Dinomaly: The Less Is More Philosophy in Multi-Class Unsupervised Anomaly Detection
Jia Guo, Shuai Lu, Weihang Zhang, Fang Chen, Huiqi Li, Hongen Liao
TL;DR
Dinomaly tackles multi-class unsupervised anomaly detection by proposing a minimalistic, transformer-only framework built from Foundation Transformers, a Noisy Bottleneck, Linear Attention, and Loose Reconstruction. By leveraging a pretrained ViT encoder and an 8-layer decoder, it reconstructs mid-level features and detects anomalies via encoder–decoder discrepancies, with a dropout-based noise injection and relaxed reconstruction constraints to avoid identity mapping. Across MVTec-AD, VisA, and Real-IAD, Dinomaly achieves state-of-the-art MUAD performance and scales effectively with model size and input resolution, while maintaining competitiveness with class-separated models. This work demonstrates that a simple, universal transformer-based approach can close much of the gap between MUAD and specialized per-class models, offering practical scalability and broad applicability in real-world anomaly detection tasks.
Abstract
Recent studies highlighted a practical setting of unsupervised anomaly detection (UAD) that builds a unified model for multi-class images. Despite various advancements addressing this challenging task, the detection performance under the multi-class setting still lags far behind state-of-the-art class-separated models. Our research aims to bridge this substantial performance gap. In this paper, we introduce a minimalistic reconstruction-based anomaly detection framework, namely Dinomaly, which leverages pure Transformer architectures without relying on complex designs, additional modules, or specialized tricks.

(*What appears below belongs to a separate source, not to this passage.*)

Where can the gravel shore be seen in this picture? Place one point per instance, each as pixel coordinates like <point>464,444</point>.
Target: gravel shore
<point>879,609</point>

Given this powerful framework consisted of only Attentions and MLPs, we found four simple components that are essential to multi-class anomaly detection: (1) Foundation Transformers that extracts universal and discriminative features, (2) Noisy Bottleneck where pre-existing Dropouts do all the noise injection tricks, (3) Linear Attention that naturally cannot focus, and (4) Loose Reconstruction that does not force layer-to-layer and point-by-point reconstruction. Extensive experiments are conducted across popular anomaly detection benchmarks including MVTec-AD, VisA, and Real-IAD. Our proposed Dinomaly achieves impressive image-level AUROC of 99.6%, 98.7%, and 89.3% on the three datasets respectively, which is not only superior to state-of-the-art multi-class UAD methods, but also achieves the most advanced class-separated UAD records.